Navigating the startup landscape is fraught with challenges; the most difficult being the funding process. The competitiveness between ventures to secure the money needed to survive in such a crowded space often causes founders to overvalue their startups during the investment seeking process. In reality, they need to be seeking only what they need and ensuring it benefits the part of the business that needs it the most at that time.
There are few overnight successes and entrepreneurs need to use the tools available to them to determine just how much their venture is actually worth. This provides a reasonable starting point to begin discussing the funding needed during an investor meeting; one that will be received positively by all those involved. Presenting an overblown value runs several risks that will likely keep a startup from securing the funding it needs including:
Risk #1: Securing funding once, and never again. The whole idea behind the funding process is to secure more investment during each round and the inability to do so often means the difference between the life and death of a company. If a founder can convince an investor to make a significant investment the first time around, it just makes it that much more difficult to do it again the next time. If a venture is unable to continually raise increasingly large rounds of funding, investor are going to know that the initial venture was overvalued and be less inclined to get involved with a company that couldn’t get its own finances in check from the very beginning.
Risk #2: Gaining a reputation for an immature management team. One of the most important elements to gaining investment is the quality of the management and in particular the leader. A good founder or management team knows the benefits of providing a robust figure when talks about the startups value commence and be open to advice and criticism. Investors take risks for a living and are attuned to the personalities driving a good idea. Great management teams that know how to talk financials can make the success of a mediocre idea a reality, while poor management teams often make the failures of a great idea a reality. Take the time to rigorously evaluate a ventures worth and the management team can avoid appearing inexperienced and unreasonable during the investor meeting.

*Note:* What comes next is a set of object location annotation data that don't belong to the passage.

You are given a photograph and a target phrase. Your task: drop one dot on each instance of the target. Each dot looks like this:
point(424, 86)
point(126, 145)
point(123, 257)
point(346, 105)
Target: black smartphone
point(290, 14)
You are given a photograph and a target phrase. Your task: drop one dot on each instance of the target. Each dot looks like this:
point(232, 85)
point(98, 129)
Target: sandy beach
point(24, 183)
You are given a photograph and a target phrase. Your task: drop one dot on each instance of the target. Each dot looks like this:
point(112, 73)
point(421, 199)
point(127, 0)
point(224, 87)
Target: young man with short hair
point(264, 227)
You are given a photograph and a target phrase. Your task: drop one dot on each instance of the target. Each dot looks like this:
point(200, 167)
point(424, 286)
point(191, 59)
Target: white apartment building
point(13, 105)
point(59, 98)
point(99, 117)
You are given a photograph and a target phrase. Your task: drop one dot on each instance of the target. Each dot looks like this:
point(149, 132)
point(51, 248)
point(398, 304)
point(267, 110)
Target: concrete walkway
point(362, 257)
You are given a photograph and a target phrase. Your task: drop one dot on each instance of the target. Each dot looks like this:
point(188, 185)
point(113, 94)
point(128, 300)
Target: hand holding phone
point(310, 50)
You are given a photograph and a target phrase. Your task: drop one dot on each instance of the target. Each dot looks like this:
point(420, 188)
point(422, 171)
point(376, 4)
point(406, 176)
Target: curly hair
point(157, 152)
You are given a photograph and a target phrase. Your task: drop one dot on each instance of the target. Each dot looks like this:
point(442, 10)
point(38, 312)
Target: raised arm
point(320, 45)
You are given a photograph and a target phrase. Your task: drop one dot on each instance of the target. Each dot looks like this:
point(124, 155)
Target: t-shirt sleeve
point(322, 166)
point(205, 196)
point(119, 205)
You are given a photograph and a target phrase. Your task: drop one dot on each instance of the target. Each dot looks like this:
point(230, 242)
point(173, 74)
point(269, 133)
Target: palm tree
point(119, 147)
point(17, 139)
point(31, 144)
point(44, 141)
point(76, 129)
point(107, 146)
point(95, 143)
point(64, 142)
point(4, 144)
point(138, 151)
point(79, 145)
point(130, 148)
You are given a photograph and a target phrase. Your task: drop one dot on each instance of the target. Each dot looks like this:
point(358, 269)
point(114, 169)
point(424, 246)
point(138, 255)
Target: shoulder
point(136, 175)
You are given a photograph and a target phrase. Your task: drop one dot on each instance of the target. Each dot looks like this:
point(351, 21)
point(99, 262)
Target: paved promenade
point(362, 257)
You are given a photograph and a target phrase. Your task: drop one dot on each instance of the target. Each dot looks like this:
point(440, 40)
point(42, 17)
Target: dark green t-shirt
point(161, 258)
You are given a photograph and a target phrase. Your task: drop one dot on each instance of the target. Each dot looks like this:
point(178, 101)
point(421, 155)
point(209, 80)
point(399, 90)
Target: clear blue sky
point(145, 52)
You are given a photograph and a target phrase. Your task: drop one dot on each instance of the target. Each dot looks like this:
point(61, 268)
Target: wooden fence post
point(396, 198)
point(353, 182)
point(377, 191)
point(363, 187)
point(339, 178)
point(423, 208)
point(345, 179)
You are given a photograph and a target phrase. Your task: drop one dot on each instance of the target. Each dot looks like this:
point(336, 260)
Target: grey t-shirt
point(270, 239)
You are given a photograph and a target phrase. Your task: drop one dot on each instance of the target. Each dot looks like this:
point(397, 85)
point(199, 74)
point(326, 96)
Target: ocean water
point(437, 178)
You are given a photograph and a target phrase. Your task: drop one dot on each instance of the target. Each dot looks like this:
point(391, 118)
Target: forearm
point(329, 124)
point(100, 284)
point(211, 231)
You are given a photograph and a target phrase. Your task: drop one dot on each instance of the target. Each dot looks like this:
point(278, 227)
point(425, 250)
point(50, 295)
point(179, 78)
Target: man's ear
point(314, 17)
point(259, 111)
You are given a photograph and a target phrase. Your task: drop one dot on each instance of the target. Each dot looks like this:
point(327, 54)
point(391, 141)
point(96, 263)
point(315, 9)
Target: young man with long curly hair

Risk #3: Securing investment and gaining incompatible investors. The best investors know the right questions to ask – what is the go-to market strategy, where does this idea fit into the current marketplace, how will it grow and sustain itself, etc. Investors that are ready to open their wallets and relieve themselves of a significant chunk of change are only going to do it for a venture that has proved its worthiness of the funding they’re asking for. If what’s being asked for can’t be justified by the answers to the above questions, funding is never going to happen.
That being said, once in a while an investor buys in to the outrageous sum being sought by a startup. However, this usually means that the investor has their own idea on how they’d like to answer those questions and will be looking to exercise significant control over the direction of the company. It is critical founders not compromise their vision of the company for funding, otherwise it’s going to create more problems than it solves down the line.
Seek the right funding, not the most funding
My advice: resist the temptation to seek significantly more investment than needed to during the fundraising process. With such little capital available and so many startups in competition it’s understandable why some startups might believe securing as much of the pie as possible is the right decision. However, keep in mind the companies making billion dollar headlines today are the ones that started small and knew how to make every dollar count. They are the ones like Instagram, which began with just $500K in seed money and used it to build its product, demonstrate its long-term value, and continue gaining capital until it saw the success it’s now known for. With an acquisition by Facebook in 2012 for $1B, it’s clearly a strategy that worked out in their favor. Tumblr is another great example, with just $750K secured in its Series A Round, it went on to be acquired by Yahoo in 2013 for $1.1B.
There are few truly overnight successes and its critical newbie startups learn from those that have gone on to long-term accomplishments. Running a startup into the ground is far easier than running one into a billion dollar acquisition. Having rigorous financial valuations and predictions during those all too important investor meetings is crucial its survival.